Holmes began his conservation career with The Nature Conservancy of Tennessee (1998-2003) where he quickly advanced from Land Steward to Zoologist before being tapped as Conservation Planning Manager and then Director of Conservation Planning. During his five-year tenure with TNC, Jeff led or participated in numerous field studies and played a key role in the development and utilization of innovative conservation planning tools and protocols both within Tennessee and throughout the southeastern United States. Since leaving The Nature Conservancy in 2003 to work as a private contractor, Holmes has led cutting-edge projects to design and implement universal conservation planning tools and protocols that are compatible across multiple agencies and organizations at multiple scales, regardless of land-use priorities.

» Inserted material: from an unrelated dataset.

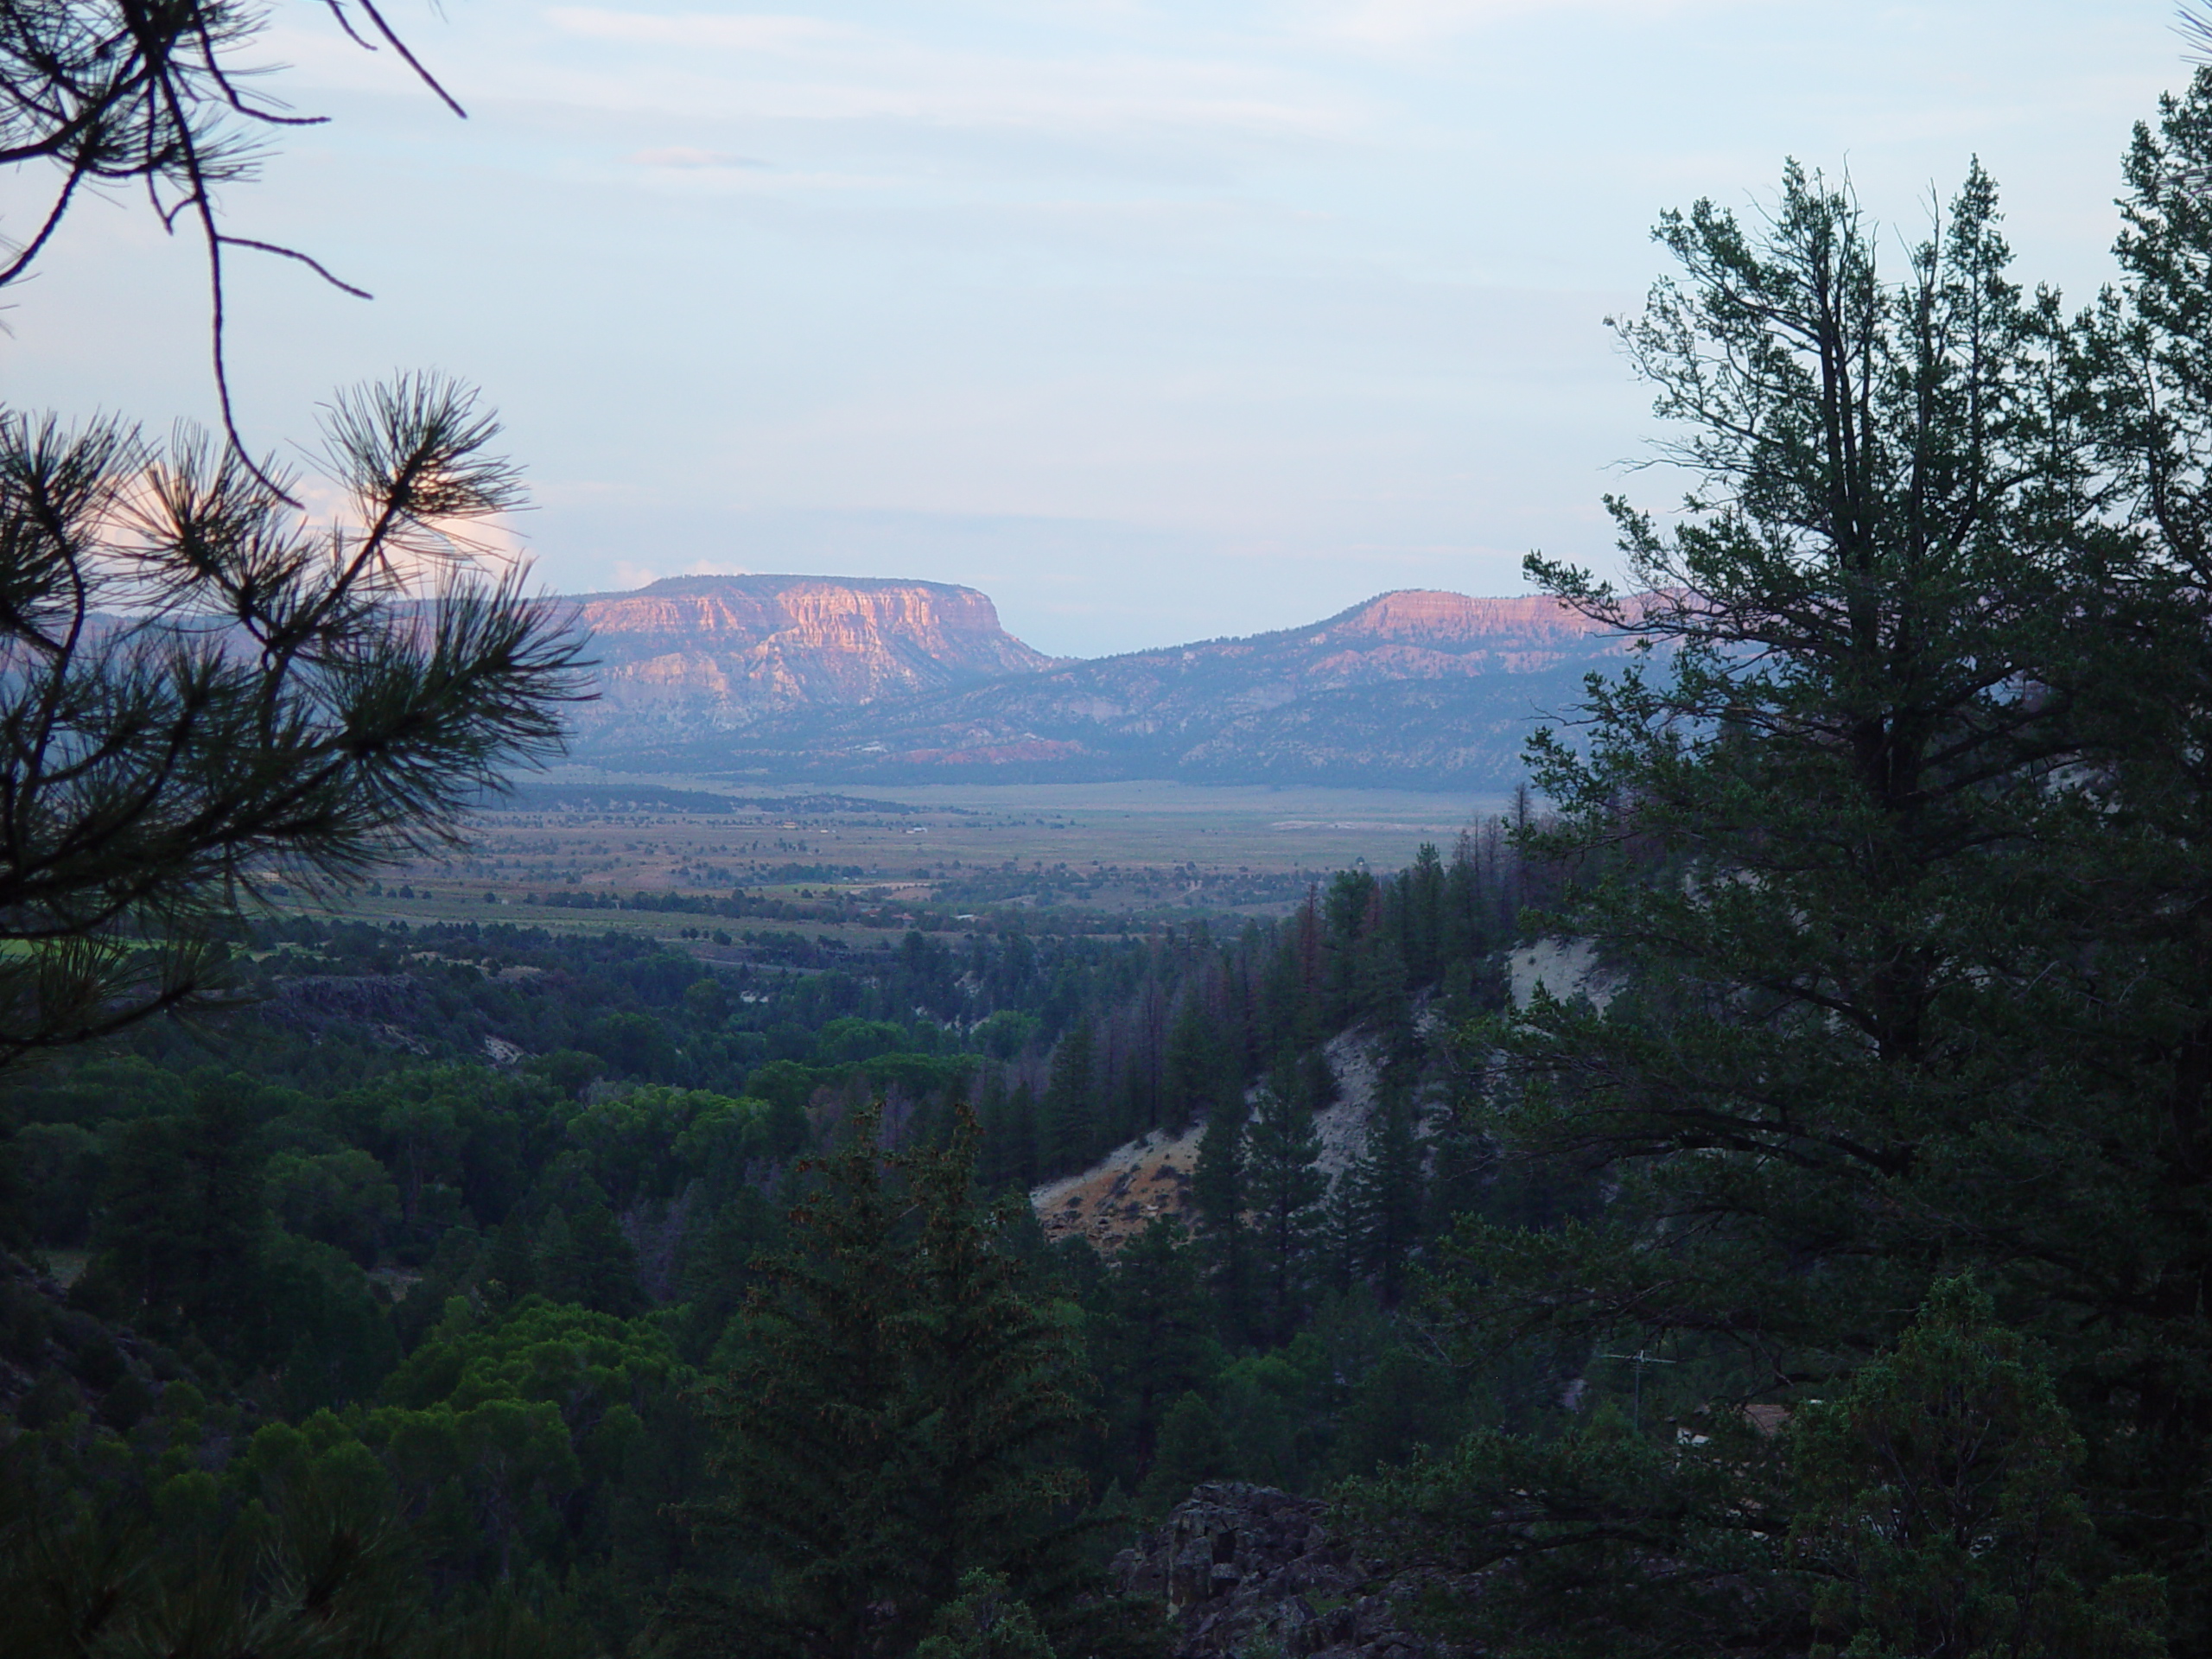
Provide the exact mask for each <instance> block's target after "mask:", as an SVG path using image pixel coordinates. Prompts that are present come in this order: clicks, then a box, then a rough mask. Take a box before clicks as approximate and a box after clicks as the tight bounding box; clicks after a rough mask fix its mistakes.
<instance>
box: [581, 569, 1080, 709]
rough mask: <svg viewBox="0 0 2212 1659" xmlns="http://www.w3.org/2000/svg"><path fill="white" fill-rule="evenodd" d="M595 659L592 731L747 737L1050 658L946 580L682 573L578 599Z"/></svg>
mask: <svg viewBox="0 0 2212 1659" xmlns="http://www.w3.org/2000/svg"><path fill="white" fill-rule="evenodd" d="M577 604H580V606H582V613H584V622H586V626H588V628H591V633H593V655H595V657H597V659H599V695H602V701H599V703H595V706H586V708H588V712H586V717H584V726H586V737H588V739H602V741H628V739H630V737H633V734H637V732H639V730H641V728H644V730H657V732H664V734H666V732H686V734H697V732H714V730H726V732H741V730H748V728H754V726H761V723H763V721H774V719H783V717H790V714H803V712H821V710H832V708H854V706H858V703H874V701H880V699H885V697H918V695H925V692H936V690H949V688H956V686H971V684H975V681H982V679H995V677H1002V675H1029V672H1037V670H1042V668H1051V666H1053V661H1055V659H1053V657H1046V655H1044V653H1042V650H1031V648H1029V646H1024V644H1022V641H1020V639H1015V637H1013V635H1011V633H1006V630H1004V628H1000V626H998V606H993V604H991V599H989V597H987V595H982V593H978V591H975V588H960V586H951V584H947V582H885V580H867V577H816V575H684V577H668V580H666V582H655V584H653V586H648V588H637V591H635V593H588V595H582V597H580V599H577Z"/></svg>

Financial Officer and Treasurer
Now retired, Eitan was in private practice for 12 years as a hands-on advisor to small businesses and nonprofits in need of planning and professional management. Prior to offering consulting services, he worked 28 years in senior management as an executive in both for-profit corporations and nonprofit organizations. Eitan holds a Masters Degree in Organizational Dynamics from the University of Pennsylvania. Although management was his profession, herpetology has been his life-long passion. Eitan’s volunteer work for ARC extends into the field, surveying for rare species in South Carolina, where he helps find snakes and hands out tangerines.